Его голос звучал так проникновенно, что у нее перехватило дыхание. Потом она сказала:

— Ты не должен… говорить… так. Это заставляет меня чувствовать себя так же, как тогда… когда солдаты целовали мне руки, а женщины — подол моего платья. Что я… недостойна.

— Ты не можешь быть недостойной!

— Почему ты так уверен?

— Потому что ты — нимфа, родившаяся из пены, и потому что мы познали друг друга не только глазами, драгоценная моя, но и сердцем и душой.

— Как ты мог… отсылать меня… в Англию? Обида все еще дрожала в ее голосе, хотя теперь она знала, что любима и принадлежит ему.

— Мне было так стыдно за свое поведение, — ответил Алексис. — Я подумал, что шокировал тебя, вызвал отвращение.

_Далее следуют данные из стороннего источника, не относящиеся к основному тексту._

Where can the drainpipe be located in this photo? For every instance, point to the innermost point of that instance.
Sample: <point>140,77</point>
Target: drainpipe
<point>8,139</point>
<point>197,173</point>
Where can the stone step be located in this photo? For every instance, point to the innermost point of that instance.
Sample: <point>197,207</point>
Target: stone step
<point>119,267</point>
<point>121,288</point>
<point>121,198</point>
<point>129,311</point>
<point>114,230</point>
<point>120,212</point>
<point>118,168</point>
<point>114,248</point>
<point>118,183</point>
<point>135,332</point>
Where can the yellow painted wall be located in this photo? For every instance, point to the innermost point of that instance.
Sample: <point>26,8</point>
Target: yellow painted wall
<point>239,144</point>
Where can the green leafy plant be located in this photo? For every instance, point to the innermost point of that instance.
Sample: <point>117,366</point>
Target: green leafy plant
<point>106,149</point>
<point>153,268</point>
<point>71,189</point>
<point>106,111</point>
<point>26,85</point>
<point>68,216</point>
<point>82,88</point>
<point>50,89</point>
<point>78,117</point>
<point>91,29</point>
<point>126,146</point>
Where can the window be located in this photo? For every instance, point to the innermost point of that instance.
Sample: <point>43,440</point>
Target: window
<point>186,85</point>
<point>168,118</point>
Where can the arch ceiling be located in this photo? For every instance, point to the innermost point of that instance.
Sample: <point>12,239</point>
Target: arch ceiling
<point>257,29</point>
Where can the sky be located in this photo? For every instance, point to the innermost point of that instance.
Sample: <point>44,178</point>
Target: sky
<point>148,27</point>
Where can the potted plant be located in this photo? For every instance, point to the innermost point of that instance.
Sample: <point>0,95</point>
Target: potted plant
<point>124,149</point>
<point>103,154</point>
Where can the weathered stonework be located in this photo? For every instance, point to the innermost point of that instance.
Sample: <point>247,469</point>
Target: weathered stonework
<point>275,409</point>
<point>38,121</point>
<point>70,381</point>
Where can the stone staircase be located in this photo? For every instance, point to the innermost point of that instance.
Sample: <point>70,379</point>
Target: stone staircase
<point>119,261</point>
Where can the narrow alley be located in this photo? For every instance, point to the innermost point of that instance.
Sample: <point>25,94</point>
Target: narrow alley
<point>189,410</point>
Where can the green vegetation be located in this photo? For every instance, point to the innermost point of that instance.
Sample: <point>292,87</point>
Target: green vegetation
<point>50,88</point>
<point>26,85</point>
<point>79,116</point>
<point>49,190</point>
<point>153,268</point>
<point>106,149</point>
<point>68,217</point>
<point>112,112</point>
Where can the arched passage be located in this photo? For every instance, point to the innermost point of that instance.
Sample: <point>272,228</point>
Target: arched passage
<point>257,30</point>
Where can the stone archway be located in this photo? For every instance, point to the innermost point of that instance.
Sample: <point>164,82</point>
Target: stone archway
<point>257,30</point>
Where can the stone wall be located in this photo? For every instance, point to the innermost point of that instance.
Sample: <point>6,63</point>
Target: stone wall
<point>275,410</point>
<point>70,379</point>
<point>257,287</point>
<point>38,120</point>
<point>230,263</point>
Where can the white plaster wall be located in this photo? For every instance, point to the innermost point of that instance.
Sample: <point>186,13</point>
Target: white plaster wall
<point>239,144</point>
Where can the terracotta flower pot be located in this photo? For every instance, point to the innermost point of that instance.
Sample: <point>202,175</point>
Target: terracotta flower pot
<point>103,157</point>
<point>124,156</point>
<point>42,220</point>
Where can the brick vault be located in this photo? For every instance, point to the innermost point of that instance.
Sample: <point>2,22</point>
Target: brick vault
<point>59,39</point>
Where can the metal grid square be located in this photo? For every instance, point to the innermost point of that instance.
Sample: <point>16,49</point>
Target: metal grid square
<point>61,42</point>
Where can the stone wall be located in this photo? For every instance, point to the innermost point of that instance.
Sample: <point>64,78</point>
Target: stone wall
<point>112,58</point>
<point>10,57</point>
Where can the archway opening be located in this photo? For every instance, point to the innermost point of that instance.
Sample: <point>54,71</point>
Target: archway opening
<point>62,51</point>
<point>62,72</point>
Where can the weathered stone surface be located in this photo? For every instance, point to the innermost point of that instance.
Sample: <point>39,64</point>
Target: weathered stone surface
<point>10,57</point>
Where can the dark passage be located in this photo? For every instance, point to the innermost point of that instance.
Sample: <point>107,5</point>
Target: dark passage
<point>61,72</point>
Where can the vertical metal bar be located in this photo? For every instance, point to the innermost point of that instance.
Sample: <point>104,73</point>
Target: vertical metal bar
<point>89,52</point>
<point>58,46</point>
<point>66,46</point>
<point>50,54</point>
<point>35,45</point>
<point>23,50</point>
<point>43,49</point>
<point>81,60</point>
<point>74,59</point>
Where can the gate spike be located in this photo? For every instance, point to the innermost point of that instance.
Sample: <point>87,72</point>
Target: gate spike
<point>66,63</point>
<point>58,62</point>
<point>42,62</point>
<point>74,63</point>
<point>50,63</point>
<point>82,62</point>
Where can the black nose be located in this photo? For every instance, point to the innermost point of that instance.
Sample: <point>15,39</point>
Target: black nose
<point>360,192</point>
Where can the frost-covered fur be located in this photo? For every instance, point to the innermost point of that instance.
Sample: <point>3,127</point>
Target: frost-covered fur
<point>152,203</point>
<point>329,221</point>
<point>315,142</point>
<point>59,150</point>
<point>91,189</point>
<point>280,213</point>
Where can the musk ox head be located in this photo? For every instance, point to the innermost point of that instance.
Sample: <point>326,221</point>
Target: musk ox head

Мне казалось, что единственным способом исправить положение будет отправить тебя домой.

— В Англии… у меня… нет дома, — начала Теола, но, произнося эти слова, она подумала, что еще не рассказала ему об отце.

Действительно, им еще так много надо было рассказать друг другу, так много объяснить.

Она уже собиралась начать, как почувствовала, что его рука прикоснулась к ней, и затрепетала от новых ощущений, которые раньше были ей неизвестны.

— Я люблю тебя! — произнес Алексис. — Люблю так сильно, так полно, что мне трудно будет, радость моя, даже думать обо всем, что мне надо сделать в Кавонии, — я буду думать только о тебе!

Теола не смогла ответить, так как его губы уже нашли ее губы, а языки пламени охватили ее тело и зажгли страстное желание, граничащее с болью.

— Ты похож на… Аполлона, — прошептала она. — Я поняла это, когда впервые… увидела тебя, и теперь я знаю… что ты — бог света.

Алексис поцеловал ее шею, и она сказала, прерывисто дыша:

— Мой… отец говорил мне, что Аполлон… покорял мир силой своей… красоты… и любви.

— И этим я тебя покорил?

— Да!.. Да!.. О да!

Больше слова были не нужны.


Теоле снилось, что ее целуют; она открыла глаза и обнаружила, что это была реальность. Алексис склонился над ней и прильнул поцелуем к ее губам.

Комнату заливал солнечный свет. За окнами пели птицы и было слышно тихое прохладное журчание воды, падающей внизу в каменную чашу фонтана.

— Ты очень красива утром, моя дорогая, — сказал Алексис, и Теола увидела, что он уже одет.

— Ты… меня покидаешь? Это был вопль отчаяния.

— Мне надо отправляться на работу, драгоценная моя. Именно так отвечают женам мужчины во всем мире в эту минуту. Сегодня утром для меня это особенно справедливо.

— Почему ты… не разбудил меня, когда… встал?

—  — Ты спала, как дитя, я не видел ничего прекраснее твоего спящего лица.

Теола подняла руки, чтобы отвести назад волосы, и в этот момент одеяло соскользнуло с нее, и она осознала, что лежит в кровати совершенно нагая.

Она поспешно натянула одеяло, краска залила ее щеки.

— Я… без одежды!

— Магара принесет тебе одежду, — ответил он с улыбкой, — но я люблю тебя именно в этом виде!

— Ты не должен… смотреть на меня, мне… стыдно!

— Ты же нимфа, а нимфы по традиции носят очень мало одежды.

Алексис медленно стянул с нее одеяло и поцеловал одну за другой ее груди. Затем он поцеловал ее в губы, и она увидела, что в его глазах вспыхнул огонь.

— Я хочу тебя! Видит бог, как я тебя хочу! — произнес он. — Но если я сейчас не уйду, люди подумают, что их правитель слишком уж любит опаздывать!

Он встал и, глядя на нее сверху, сказал:

— Если бы я мог выбирать, то остался бы здесь, весь день занимался с тобой любовью и говорил бы тебе, как ты прекрасна и совершенна во всех отношениях. Но мне надо выбрать новое правительство и назначить людей на ответственные посты.

И Алексис отвернулся с видимым усилием.

Теола протянула к нему руки.

— Поцелуй меня… еще раз, — умоляющим голосом попросила она.

Он вернулся и поцеловал ее крепко и страстно. Потом, почувствовав, как отозвались па поцелуй ее губы и все ее тело задрожало в его объятиях, он поцеловал ее в глаза и сказал:

— Не надо соблазнять меня, Теола! Если бы ты только знала, как трудно мне покинуть тебя. Он чмокнул ее в кончик носа.

— Как только мне удастся создать хоть какое-то подобие порядка, мы уедем в свадебное путешествие и проведем вместе медовый месяц. Я хочу увезти тебя в мою хижину в горах, где жил в последние годы. Она очень скромна, но там мы будем одни.